The chart shows how US GDP growth has changed Year-over-Year from 1950 to 2010. In 2004, the US Federal Reserve Bank (Fed) popularized the term: The Great Moderation. It meant that the era of wide swings in GDP growth is over since starting in the 1980s, the GDP growth rate stabilized [see the yellow section of the graph]. What happens a couple of years later? We almost went into a depression. If the Fed, with very smart people working for them, and the availability of vast data-sets, can make such a huge mistake, then people like us have to be extra-careful about large amounts of data increases our confidence.

A common human misjudgment tendency is to confuse correlation with causation. With vast amounts of data available, it is easy to observe correlation among various variables and come to the conclusion that you want to achieve.

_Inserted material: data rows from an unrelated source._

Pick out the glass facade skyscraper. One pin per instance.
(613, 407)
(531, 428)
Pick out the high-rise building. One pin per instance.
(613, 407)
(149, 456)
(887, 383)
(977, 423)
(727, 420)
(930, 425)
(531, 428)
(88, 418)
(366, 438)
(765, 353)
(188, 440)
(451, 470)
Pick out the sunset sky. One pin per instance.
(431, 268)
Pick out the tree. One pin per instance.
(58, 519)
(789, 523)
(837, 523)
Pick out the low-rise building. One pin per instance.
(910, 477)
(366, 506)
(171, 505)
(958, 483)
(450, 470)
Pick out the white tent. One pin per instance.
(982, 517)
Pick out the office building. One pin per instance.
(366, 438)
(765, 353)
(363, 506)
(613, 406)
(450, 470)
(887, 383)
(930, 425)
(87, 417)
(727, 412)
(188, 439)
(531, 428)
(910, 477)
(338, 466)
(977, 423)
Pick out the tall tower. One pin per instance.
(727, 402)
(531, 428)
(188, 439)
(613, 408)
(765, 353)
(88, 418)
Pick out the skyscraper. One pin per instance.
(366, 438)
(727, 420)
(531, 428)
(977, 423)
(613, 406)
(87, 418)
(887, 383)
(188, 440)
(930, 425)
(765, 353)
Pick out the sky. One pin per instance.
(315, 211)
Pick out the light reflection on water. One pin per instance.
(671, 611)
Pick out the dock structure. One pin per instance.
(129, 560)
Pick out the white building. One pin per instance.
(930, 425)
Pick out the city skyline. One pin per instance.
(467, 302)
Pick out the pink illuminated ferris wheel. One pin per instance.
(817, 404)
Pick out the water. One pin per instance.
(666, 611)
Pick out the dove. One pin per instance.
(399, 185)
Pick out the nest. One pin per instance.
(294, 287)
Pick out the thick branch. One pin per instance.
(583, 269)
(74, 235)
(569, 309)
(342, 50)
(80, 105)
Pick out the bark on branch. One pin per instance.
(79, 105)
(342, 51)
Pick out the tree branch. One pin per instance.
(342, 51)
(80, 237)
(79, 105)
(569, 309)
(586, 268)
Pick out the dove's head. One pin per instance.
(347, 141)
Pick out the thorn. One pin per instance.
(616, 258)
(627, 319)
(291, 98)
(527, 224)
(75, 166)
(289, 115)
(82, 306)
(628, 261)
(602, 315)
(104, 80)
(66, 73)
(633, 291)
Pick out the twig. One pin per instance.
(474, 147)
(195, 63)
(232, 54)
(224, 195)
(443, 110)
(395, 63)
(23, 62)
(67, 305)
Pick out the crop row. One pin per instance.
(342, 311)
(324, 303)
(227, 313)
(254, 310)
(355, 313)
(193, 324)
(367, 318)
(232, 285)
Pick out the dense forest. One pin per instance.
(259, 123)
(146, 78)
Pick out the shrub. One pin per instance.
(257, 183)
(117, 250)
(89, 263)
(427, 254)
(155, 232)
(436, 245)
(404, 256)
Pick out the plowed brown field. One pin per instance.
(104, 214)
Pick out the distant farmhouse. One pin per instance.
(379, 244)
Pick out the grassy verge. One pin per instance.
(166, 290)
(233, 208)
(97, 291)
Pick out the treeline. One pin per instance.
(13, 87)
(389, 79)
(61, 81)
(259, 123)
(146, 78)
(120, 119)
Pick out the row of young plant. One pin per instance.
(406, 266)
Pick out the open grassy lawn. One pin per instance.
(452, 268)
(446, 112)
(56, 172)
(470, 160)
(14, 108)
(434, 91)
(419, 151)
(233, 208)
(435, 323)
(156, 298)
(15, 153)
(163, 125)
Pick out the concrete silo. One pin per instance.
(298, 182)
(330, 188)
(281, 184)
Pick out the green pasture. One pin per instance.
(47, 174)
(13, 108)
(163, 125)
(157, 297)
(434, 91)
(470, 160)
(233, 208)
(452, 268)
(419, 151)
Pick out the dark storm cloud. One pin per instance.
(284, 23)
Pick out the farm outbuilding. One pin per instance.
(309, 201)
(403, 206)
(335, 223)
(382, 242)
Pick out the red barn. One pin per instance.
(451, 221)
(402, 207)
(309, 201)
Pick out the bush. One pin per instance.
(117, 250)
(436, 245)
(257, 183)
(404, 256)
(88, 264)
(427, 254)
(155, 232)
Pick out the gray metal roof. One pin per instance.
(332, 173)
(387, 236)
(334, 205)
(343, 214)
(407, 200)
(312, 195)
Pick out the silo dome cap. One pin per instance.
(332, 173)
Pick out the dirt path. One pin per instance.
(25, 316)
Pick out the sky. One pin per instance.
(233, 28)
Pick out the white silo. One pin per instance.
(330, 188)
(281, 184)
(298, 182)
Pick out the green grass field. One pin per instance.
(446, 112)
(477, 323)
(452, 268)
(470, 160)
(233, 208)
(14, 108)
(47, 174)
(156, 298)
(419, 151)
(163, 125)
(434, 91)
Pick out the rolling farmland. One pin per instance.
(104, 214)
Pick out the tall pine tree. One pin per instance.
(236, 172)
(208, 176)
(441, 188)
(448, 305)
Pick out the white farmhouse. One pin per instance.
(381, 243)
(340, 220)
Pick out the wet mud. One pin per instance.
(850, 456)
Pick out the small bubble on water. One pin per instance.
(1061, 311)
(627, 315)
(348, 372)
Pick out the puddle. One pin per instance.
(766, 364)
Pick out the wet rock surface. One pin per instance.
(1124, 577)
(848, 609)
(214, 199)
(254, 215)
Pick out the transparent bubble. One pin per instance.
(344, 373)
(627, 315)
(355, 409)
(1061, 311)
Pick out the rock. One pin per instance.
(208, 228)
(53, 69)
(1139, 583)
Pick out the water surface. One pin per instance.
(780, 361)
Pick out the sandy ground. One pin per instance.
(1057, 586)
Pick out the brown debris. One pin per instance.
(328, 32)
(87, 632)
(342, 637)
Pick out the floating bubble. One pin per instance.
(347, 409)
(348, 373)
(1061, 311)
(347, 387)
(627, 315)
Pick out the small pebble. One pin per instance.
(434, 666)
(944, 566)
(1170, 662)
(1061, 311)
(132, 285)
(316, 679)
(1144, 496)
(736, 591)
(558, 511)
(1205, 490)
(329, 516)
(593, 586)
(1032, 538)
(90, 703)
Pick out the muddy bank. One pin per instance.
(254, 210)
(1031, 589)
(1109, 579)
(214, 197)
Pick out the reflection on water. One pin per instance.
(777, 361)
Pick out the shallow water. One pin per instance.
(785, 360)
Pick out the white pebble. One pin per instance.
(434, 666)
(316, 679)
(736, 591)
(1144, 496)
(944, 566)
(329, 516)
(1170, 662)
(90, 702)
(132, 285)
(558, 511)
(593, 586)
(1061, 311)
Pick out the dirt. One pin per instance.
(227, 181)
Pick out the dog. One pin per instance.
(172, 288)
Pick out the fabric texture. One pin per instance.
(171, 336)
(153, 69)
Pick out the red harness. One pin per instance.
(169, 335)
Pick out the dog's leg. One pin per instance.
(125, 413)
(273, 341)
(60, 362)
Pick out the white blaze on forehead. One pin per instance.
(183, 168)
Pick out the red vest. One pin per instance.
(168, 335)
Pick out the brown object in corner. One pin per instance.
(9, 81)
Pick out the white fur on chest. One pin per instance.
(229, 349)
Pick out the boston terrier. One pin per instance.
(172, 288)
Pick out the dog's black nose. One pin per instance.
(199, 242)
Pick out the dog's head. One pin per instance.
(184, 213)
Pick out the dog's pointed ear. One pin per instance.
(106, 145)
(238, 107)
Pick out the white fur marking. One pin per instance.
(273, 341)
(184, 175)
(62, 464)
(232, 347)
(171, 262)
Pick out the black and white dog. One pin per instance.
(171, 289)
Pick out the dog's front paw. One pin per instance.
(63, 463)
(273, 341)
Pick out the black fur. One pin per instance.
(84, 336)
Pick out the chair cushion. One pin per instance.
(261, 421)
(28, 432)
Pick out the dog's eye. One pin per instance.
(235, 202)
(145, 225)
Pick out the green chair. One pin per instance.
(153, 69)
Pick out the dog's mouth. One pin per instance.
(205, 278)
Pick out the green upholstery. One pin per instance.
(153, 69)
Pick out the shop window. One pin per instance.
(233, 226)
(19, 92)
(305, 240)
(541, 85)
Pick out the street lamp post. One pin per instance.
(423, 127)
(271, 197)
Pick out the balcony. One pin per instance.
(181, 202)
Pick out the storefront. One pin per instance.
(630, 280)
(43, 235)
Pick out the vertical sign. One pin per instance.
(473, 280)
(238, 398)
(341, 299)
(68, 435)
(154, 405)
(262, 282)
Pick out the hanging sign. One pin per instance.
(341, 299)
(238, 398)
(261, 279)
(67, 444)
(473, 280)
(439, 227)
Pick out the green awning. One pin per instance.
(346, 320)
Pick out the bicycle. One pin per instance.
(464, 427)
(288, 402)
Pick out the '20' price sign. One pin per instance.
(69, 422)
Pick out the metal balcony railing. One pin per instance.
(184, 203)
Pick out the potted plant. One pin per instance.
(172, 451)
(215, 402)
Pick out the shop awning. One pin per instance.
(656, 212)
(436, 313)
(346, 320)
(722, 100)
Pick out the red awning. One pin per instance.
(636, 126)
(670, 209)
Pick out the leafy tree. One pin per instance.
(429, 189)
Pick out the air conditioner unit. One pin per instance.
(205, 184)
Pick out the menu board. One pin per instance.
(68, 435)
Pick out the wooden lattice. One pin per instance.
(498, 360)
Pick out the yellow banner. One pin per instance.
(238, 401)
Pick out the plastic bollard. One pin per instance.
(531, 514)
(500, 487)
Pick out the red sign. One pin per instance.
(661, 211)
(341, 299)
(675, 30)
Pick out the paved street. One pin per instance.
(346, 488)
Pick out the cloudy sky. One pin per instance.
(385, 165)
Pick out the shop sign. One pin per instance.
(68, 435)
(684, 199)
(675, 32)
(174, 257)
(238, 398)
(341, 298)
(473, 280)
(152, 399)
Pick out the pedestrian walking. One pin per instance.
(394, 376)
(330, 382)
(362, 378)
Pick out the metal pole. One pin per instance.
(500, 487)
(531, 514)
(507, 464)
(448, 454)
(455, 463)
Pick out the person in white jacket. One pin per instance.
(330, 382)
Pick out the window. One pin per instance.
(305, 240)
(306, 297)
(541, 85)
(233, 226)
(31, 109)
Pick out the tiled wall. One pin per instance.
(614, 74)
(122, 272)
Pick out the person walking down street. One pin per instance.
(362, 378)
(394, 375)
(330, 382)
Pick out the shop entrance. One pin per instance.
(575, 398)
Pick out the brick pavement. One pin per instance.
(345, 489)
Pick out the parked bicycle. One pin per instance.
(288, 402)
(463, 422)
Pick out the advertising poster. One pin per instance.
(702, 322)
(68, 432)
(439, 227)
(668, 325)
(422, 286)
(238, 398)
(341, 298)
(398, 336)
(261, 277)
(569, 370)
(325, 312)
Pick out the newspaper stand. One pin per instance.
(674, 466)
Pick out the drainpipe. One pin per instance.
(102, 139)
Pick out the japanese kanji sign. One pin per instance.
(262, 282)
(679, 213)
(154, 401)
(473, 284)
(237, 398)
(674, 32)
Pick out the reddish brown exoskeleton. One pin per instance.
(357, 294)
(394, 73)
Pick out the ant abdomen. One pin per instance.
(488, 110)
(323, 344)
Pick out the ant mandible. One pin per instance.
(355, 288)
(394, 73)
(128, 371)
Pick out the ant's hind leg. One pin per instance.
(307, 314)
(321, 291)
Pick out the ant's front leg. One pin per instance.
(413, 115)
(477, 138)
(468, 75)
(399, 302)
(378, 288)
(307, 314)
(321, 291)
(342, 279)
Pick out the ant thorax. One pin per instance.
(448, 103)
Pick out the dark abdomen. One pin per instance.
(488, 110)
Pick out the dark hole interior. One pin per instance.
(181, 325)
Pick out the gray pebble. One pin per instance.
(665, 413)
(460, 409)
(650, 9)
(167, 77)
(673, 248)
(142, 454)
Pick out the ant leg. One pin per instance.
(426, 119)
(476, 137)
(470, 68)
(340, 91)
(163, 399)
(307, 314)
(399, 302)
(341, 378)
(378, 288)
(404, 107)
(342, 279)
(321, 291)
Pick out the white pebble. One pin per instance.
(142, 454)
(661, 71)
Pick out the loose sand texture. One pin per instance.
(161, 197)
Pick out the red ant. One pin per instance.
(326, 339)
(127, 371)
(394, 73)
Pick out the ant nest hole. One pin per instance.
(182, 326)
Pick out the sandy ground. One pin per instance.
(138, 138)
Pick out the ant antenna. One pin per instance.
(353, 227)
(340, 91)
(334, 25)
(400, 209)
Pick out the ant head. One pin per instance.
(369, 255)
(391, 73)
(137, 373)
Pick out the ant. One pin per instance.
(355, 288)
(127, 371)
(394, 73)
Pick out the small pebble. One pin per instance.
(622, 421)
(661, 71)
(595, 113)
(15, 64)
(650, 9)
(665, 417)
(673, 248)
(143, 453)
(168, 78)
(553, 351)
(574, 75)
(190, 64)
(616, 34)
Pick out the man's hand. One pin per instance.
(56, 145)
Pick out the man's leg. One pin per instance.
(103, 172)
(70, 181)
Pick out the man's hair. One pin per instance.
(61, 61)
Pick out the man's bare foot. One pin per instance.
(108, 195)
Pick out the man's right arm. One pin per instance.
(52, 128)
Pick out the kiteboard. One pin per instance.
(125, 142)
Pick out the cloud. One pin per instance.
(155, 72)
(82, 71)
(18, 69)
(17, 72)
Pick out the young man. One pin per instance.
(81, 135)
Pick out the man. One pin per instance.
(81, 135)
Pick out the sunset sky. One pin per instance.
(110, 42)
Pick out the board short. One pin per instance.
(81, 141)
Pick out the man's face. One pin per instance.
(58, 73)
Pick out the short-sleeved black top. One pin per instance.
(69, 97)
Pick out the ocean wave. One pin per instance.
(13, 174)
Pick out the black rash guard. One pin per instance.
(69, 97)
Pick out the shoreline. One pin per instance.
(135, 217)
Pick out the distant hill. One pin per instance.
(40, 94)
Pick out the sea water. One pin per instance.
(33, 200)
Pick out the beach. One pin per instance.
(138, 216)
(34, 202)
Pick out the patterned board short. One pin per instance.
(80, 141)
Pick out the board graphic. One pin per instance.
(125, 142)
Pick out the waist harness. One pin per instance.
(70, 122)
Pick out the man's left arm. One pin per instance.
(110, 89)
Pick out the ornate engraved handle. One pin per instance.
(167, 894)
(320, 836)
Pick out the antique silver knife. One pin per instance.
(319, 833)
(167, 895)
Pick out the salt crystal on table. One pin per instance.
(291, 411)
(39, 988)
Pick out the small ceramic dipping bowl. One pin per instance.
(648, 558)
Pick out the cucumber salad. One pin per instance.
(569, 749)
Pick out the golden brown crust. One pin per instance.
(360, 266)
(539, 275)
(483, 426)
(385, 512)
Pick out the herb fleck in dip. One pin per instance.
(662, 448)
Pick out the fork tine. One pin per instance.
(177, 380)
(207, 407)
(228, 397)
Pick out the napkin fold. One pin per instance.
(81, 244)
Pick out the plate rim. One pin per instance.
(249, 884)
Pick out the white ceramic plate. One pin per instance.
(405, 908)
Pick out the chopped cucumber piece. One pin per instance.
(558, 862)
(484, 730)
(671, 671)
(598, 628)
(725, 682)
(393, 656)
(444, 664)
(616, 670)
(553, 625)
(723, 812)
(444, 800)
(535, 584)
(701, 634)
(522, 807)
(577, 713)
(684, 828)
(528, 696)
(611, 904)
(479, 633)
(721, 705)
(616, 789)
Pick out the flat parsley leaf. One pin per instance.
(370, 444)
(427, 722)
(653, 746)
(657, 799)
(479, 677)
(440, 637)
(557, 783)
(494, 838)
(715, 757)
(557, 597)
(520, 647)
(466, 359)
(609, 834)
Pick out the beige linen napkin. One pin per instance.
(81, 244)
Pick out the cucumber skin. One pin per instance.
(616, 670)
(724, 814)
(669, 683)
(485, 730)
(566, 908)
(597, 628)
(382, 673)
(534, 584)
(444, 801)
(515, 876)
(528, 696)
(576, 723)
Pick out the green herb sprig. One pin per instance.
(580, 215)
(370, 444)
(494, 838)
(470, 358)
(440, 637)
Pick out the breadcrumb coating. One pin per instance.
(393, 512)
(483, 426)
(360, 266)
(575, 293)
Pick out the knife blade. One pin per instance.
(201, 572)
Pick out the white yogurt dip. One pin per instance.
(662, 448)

TMI has another impact in our world. Noise rises much faster than your signal (message).

So, how does a startup leverage this insight? Don't let a lot of data make you overconfident. Understand correlation amongst the variables in your business: Hardware, Software, Cloud, User-Experience, Cost, Distribution, Competition, Customers, Packaging, Capital, Time, etc. Understand opportunity cost; that is, if you chose to do x, that means you are doing it at the expense of everything else.

Positioning and communication are increasingly important for startups because there is so much more noise around. One simple trick is to think in big numbers. For example, when Mary Meeker talks about Wearable Devices, she talks about the cumulative number of steps that have been taken with these devices. This number is in the Trillions and it gets attention. In reality, a few million fitness devices have been sold and if you just say that, it won't get any attention. The Internet of Things is another example. People cite that it is multi-Trillion dollar market and that gets attention. Think about how you can position your startup so that it gets attention.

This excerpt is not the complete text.